Fanny Ardant tient son César entre les mains.

L'actrice Fanny Ardant lors de la remise des César en 2020

Photo : Pierre Olivier Guillet/Académie des César

Radio-Canada

Secouée par l’affaire Polanski l'hiver dernier, l’Académie des César, l’équivalent français de l’Académie des Oscar, a annoncé jeudi l’adoption de la parité intégrale au sein de ses instances. 

Dans un communiqué, l’Académie des César explique avoir adopté de nouveaux statuts qui vont permettre de réaliser la parité intégrale au niveau des membres élus de l'assemblée générale, du conseil d’administration, du bureau et de la présidence de l’association.

Concrètement, la présidence sera assurée par un tandem composé d’un homme et d’une femme.

Dès que cette nouvelle gouvernance élue prendra ses fonctions, elle devra au plus vite revoir les règles d’appartenance à l’Académie pour atteindre une plus grande parité, diversité et représentativité parmi les votants, [et] en augmenter le nombre, indique également le communiqué. 

L'affaire Polanski

Cette décision survient environ cinq mois après que la nomination du controversé réalisateur Roman Polanski aux César eut déclenché une vive polémique.

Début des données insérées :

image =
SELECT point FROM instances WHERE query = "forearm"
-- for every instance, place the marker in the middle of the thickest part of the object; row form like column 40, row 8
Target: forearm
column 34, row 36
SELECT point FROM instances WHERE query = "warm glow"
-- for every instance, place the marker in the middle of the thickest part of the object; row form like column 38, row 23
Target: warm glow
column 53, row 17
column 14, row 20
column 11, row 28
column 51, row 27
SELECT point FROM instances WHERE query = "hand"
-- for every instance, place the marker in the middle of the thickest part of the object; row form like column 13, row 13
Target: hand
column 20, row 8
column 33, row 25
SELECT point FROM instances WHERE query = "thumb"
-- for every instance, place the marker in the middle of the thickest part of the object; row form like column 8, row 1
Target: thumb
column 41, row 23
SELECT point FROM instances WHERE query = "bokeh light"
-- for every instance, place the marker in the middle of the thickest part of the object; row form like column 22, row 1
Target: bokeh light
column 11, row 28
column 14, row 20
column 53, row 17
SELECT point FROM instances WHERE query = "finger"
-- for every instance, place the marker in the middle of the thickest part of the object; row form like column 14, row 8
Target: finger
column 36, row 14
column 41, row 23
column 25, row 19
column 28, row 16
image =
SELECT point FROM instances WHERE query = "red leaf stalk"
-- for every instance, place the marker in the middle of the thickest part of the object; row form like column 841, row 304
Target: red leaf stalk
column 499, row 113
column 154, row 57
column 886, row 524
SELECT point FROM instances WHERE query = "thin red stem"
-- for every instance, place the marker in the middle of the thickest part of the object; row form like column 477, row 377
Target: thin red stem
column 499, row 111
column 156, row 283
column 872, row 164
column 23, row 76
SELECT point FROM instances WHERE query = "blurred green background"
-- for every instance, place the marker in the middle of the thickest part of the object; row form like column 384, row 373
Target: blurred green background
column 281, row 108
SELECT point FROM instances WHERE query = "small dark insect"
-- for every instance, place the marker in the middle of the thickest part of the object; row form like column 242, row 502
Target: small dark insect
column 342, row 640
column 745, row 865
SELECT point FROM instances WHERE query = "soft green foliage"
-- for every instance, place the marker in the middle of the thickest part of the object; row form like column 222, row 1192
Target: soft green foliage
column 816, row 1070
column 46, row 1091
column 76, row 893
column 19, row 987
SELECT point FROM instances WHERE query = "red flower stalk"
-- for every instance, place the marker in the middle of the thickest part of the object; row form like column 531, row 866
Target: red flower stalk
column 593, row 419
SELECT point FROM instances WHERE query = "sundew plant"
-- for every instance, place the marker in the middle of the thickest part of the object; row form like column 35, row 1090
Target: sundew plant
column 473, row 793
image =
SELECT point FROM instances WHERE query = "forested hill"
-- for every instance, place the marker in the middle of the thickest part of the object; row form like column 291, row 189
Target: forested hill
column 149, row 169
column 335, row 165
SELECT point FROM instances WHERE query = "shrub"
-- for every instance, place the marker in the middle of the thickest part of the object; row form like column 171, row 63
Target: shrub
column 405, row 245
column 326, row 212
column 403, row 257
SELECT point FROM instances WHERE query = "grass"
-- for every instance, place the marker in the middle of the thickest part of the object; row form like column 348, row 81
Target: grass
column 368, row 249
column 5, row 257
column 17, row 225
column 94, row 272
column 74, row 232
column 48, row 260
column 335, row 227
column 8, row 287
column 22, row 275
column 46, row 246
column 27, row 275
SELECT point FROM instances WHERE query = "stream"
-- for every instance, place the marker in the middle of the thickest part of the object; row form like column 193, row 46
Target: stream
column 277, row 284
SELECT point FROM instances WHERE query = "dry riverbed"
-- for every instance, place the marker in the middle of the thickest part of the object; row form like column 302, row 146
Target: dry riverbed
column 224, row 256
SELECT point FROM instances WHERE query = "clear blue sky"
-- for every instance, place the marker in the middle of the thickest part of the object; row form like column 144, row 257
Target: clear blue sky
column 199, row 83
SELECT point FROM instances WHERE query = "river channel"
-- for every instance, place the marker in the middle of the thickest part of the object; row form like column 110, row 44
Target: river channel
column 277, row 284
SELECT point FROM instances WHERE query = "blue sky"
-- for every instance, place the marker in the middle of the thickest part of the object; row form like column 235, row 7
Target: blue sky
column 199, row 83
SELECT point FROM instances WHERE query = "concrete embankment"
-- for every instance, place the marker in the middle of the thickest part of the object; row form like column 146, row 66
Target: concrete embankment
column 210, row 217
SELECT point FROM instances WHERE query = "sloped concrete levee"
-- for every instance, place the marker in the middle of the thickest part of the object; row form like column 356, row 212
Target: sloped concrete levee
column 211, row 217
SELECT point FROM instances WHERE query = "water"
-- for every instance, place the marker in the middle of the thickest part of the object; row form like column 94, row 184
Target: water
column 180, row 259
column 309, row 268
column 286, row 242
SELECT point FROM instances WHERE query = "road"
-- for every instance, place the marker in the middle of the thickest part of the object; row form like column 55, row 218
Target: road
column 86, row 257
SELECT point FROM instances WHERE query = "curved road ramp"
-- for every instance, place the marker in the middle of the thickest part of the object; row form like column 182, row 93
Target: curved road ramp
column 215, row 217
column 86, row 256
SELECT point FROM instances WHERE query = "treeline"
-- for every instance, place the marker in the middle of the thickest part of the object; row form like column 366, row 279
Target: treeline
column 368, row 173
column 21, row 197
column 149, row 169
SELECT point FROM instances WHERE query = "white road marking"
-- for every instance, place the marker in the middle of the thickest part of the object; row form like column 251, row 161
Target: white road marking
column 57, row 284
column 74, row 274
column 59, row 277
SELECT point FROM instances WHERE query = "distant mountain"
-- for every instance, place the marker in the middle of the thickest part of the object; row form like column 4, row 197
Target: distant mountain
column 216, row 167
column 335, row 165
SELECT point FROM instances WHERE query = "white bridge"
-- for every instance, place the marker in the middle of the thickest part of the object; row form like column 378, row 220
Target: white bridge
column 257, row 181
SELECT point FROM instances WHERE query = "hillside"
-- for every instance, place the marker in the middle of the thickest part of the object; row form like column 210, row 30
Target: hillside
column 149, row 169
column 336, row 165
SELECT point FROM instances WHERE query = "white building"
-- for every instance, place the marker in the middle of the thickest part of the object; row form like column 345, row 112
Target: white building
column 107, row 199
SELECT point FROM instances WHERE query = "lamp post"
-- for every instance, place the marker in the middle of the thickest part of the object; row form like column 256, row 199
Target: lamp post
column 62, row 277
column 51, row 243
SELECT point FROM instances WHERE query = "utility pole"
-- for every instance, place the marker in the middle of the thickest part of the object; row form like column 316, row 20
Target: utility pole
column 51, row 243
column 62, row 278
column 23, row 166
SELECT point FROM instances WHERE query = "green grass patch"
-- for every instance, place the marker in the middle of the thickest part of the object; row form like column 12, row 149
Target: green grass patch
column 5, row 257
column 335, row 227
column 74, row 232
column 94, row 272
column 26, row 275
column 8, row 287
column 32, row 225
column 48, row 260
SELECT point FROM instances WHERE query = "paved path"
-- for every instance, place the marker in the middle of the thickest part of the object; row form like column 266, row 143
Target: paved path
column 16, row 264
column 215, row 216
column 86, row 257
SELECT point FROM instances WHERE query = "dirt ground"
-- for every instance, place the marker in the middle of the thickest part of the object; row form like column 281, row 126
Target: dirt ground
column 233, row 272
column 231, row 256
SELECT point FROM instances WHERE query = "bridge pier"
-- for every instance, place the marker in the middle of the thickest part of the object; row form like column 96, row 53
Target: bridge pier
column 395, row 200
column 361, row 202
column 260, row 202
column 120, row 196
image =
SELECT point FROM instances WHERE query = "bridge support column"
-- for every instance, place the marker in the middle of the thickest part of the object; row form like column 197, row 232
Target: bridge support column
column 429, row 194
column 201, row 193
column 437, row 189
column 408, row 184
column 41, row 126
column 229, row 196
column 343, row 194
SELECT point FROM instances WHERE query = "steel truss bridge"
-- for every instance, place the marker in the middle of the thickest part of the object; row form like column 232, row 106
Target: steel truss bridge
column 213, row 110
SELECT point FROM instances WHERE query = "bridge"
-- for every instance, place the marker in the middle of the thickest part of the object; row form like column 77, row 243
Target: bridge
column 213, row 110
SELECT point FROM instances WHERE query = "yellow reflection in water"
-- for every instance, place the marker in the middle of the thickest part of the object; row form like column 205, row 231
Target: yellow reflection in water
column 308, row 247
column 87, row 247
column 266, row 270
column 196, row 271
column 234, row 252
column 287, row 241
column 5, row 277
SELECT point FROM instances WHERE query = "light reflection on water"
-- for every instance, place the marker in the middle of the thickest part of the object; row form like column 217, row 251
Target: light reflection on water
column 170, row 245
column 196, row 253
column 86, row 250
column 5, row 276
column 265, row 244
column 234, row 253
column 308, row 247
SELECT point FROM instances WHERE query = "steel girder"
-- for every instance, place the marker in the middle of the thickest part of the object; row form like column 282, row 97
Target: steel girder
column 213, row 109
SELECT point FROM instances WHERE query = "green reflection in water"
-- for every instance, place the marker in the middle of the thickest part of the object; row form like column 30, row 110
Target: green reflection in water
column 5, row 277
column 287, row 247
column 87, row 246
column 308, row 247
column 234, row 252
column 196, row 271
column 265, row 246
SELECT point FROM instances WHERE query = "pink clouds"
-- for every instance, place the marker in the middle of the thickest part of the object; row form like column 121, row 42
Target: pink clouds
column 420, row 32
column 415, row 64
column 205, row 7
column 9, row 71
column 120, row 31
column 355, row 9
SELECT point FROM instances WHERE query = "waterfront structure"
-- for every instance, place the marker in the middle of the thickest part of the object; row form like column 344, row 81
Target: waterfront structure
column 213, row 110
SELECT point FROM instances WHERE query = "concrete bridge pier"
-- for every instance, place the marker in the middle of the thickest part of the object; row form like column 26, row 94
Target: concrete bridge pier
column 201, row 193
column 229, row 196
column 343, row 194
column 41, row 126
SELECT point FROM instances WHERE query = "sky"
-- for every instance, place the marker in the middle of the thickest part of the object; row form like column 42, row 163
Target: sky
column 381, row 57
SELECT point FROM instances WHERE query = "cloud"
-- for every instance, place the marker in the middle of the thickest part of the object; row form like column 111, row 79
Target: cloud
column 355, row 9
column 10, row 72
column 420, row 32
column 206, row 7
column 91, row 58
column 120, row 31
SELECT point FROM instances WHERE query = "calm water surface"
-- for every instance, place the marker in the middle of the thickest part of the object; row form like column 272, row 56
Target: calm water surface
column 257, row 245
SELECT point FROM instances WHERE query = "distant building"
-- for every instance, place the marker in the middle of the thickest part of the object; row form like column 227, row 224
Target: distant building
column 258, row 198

Le fait que le film J’accuse, de Polanski – qui a été accusé de viol – se retrouve en tête des nominations avait suscité de nombreuses critiques, notamment auprès des féministes. 

Deux semaines avant la cérémonie de remise des prix, la direction de l'Académie des César avait présenté sa démission collective en raison de cette crise.

Lorsque Roman Polanski s’est vu décerner le César de la meilleure réalisation pour le film J’accuse, plusieurs personnes, dont l’actrice Adèle Haenel, avaient quitté la salle où se tenait la cérémonie. 

Par la suite, Adèle Haenel, qui accuse d'agressions sexuelles un autre réalisateur, Christophe Ruggia, avait déclaré que remettre un prix au réalisateur franco-polonais équivalait, selon elle, à affirmer que ce n’est pas si grave de violer des femmes.